Now that I've grown past that point of insecurities, and know I can do my job confidently, I'm still not sure if it's for me. Why? For the same reasons the original poster noted above. I feel unsafe. I worry every day that my license is in jeopardy. It is not uncommon for me to have an ICU patient circling the drain while on a drip (that the ICU won't take because they need a second CAT scan, or a central line, or something else that can actually be done in ICU but I digress), another patient in respiratory distress, another with a walk-in clinic boo boo, a psych patient throwing feces while in a Soma bed, and a detox patient screaming obscenities & spitting at staff while in four-point restraints - all while waiting for my 6th or 7th patient to arrive. Add to this the regular and increasing environment in emergency rooms (during my 8 hour shift last night, we had to call security six times), and there is less time giving actual care, and the majority of time spent working with a CYA mindset.

Rather than denigrating the original poster for not feeling like the ER is for her, perhaps we should be questioning why, as a group, we are accepting these abhorrent and dangerous conditions as the norm.

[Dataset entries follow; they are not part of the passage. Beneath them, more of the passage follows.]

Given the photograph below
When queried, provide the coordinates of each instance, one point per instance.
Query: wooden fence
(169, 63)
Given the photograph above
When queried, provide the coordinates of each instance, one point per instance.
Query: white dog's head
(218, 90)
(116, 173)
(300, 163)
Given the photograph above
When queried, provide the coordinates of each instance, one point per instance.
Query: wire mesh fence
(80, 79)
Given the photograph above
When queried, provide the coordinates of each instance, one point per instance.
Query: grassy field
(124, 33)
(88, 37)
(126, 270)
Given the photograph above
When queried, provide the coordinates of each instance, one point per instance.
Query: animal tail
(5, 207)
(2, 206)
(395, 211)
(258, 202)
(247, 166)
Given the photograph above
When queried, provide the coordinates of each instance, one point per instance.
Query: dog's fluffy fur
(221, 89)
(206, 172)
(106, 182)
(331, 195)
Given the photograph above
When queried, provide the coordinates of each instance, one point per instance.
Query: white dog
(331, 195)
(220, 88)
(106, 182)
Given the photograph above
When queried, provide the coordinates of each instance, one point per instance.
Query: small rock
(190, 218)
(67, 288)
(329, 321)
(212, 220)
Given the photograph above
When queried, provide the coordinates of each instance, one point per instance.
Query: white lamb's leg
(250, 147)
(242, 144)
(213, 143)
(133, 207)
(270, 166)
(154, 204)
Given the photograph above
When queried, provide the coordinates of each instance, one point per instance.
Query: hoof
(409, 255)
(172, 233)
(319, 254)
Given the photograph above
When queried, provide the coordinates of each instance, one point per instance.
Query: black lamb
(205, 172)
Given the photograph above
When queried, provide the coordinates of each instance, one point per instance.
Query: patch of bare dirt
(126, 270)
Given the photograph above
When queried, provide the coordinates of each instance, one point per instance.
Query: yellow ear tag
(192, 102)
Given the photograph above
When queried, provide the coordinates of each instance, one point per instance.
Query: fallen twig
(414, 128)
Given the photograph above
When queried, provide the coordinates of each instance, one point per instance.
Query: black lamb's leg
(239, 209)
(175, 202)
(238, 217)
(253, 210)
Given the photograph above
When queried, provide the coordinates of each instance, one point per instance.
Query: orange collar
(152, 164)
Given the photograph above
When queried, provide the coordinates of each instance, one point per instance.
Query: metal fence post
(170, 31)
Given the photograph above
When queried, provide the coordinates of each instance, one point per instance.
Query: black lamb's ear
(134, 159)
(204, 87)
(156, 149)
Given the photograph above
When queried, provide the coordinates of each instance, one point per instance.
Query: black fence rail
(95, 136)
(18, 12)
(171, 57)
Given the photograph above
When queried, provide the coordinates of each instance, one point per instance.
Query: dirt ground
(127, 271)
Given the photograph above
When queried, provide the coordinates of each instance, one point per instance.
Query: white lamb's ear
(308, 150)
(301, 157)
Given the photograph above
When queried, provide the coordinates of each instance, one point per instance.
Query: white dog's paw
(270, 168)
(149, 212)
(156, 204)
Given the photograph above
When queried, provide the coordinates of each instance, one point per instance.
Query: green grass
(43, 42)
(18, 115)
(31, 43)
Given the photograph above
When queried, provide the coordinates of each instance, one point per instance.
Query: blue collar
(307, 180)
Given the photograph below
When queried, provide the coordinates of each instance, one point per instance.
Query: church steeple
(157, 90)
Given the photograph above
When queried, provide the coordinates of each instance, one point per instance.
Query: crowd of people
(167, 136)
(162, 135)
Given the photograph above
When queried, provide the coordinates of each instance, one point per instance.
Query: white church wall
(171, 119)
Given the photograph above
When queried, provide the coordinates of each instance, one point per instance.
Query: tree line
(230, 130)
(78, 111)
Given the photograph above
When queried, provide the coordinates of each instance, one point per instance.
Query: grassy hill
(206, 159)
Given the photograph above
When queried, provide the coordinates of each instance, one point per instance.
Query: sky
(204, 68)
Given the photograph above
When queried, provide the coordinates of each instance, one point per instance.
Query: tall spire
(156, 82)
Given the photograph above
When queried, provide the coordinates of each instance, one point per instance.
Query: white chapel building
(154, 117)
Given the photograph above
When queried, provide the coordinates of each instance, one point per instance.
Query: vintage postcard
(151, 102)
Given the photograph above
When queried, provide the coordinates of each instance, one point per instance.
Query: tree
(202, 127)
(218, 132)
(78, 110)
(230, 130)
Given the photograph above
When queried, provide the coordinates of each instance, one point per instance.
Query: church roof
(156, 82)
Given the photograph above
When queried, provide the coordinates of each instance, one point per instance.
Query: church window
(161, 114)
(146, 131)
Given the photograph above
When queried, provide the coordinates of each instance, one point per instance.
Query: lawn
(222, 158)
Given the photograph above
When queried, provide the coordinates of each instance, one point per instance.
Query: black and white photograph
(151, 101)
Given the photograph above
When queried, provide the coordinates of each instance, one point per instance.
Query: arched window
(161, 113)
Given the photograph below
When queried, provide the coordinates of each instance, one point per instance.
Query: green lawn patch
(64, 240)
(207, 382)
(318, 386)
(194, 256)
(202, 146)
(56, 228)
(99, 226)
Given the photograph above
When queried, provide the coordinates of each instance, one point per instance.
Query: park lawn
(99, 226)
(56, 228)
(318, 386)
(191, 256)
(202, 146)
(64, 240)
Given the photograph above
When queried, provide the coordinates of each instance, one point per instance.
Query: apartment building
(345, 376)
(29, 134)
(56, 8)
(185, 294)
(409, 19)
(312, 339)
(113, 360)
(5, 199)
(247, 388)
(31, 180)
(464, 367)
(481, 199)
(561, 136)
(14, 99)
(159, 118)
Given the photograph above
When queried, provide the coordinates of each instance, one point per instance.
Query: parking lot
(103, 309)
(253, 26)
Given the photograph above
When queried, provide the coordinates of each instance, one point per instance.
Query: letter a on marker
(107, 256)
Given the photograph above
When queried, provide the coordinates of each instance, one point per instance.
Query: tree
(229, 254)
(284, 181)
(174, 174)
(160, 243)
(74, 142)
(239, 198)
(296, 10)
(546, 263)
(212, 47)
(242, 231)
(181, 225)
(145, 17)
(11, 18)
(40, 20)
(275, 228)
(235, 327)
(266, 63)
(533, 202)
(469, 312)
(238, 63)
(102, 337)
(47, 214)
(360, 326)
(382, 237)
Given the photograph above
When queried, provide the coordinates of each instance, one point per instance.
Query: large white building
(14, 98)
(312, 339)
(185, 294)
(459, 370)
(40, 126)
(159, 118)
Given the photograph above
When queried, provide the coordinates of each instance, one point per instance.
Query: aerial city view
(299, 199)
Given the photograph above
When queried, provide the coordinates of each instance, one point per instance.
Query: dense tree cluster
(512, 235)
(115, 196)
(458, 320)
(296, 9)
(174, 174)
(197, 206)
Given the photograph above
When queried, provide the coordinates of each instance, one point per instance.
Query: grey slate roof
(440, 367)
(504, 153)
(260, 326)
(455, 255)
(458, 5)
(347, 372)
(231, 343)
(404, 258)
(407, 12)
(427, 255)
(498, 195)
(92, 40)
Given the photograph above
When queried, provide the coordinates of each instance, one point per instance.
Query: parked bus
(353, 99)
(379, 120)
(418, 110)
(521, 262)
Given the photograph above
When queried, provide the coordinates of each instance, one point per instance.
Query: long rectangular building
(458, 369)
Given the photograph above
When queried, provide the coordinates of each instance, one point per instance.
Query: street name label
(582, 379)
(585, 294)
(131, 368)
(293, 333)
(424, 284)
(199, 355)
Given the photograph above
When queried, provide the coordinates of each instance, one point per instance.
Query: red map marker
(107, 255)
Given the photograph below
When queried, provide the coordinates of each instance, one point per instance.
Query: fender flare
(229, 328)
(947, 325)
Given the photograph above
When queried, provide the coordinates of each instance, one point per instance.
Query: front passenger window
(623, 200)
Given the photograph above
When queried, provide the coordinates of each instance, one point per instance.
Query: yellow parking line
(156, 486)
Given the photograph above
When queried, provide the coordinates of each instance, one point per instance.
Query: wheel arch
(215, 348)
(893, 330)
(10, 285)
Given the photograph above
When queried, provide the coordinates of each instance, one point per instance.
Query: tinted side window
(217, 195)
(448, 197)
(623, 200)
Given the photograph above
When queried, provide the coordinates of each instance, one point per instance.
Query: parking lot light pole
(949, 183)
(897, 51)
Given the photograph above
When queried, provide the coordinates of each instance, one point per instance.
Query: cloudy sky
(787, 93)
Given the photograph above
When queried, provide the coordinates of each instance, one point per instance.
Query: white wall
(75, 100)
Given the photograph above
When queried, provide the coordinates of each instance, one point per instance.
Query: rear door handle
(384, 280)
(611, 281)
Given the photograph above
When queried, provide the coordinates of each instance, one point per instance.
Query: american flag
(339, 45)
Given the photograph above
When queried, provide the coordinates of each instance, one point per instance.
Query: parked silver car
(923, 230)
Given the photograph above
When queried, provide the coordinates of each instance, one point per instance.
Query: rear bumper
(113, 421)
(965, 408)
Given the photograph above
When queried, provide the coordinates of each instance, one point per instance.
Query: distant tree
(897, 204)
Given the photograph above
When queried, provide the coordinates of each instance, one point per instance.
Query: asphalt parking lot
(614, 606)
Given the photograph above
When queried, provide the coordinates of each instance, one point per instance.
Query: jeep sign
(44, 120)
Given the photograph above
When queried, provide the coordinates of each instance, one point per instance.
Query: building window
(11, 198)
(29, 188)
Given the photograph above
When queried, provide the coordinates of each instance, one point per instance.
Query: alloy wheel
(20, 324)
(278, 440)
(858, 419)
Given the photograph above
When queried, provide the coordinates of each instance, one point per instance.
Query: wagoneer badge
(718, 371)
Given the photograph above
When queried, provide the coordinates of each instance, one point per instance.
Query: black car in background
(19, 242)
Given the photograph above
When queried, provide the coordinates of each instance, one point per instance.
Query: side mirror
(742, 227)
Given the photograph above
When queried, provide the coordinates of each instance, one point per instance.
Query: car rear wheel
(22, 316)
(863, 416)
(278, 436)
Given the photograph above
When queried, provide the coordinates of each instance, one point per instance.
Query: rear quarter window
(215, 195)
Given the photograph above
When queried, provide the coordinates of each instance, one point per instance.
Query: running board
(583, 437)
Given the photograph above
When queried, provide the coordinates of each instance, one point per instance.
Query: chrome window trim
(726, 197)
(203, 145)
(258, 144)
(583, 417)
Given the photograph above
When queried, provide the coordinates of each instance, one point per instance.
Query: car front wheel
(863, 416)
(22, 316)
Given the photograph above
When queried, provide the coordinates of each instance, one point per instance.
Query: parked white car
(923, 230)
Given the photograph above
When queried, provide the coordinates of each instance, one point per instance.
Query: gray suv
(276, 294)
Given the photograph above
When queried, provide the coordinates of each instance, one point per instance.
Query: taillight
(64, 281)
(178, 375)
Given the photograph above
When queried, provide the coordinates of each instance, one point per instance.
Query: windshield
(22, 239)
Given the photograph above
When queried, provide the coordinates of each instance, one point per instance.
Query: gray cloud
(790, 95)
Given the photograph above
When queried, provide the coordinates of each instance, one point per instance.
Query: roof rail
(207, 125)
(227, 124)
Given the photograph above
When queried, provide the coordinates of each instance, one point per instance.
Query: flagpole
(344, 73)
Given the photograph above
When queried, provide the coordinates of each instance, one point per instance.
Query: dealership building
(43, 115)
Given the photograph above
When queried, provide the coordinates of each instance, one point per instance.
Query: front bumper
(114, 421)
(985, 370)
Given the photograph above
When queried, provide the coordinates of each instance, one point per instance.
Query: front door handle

I know the OP is from awhile ago, but the topic interests me as I'll be starting a full-time ED position soon. Reading some of the replies, I agree, there are quite a few that don't seem very supportive. Working in NYC in an ED and regularly having an ICU pt plus up to 8 other patients, to any sane person, sounds down right dangerous, and 3 months in, I would imagine any nurse except one with tons of urban ED experience would be overwhelmed, and understandably so. I hope this nurse found her power and made a decision that is both empowering for her and strengthening for her practice as a nurse.

Specializes in Med-Tele; ED; ICU.
Now that I've grown past that point of insecurities, and know I can do my job confidently, I'm still not sure if it's for me. Why? For the same reasons the original poster noted above. I feel unsafe. I worry every day that my license is in jeopardy. It is not uncommon for me to have an ICU patient circling the drain while on a drip (that the ICU won't take because they need a second CAT scan, or a central line, or something else that can actually be done in ICU but I digress), another patient in respiratory distress, another with a walk-in clinic boo boo, a psych patient throwing feces while in a Soma bed, and a detox patient screaming obscenities & spitting at staff while in four-point restraints - all while waiting for my 6th or 7th patient to arrive. Add to this the regular and increasing environment in emergency rooms (during my 8 hour shift last night, we had to call security six times), and there is less time giving actual care, and the majority of time spent working with a CYA mindset.

It sounds like your hospital is suffering seriously from not having state-mandated ratios. An unstable ICU patient should be singled and certainly no more than 2:1.

I'm not sure which I prefer more about California nursing, the excellent compensation or the state-mandated ratios... the latter, I think... especially since I might one day be that patient who needs nursing care.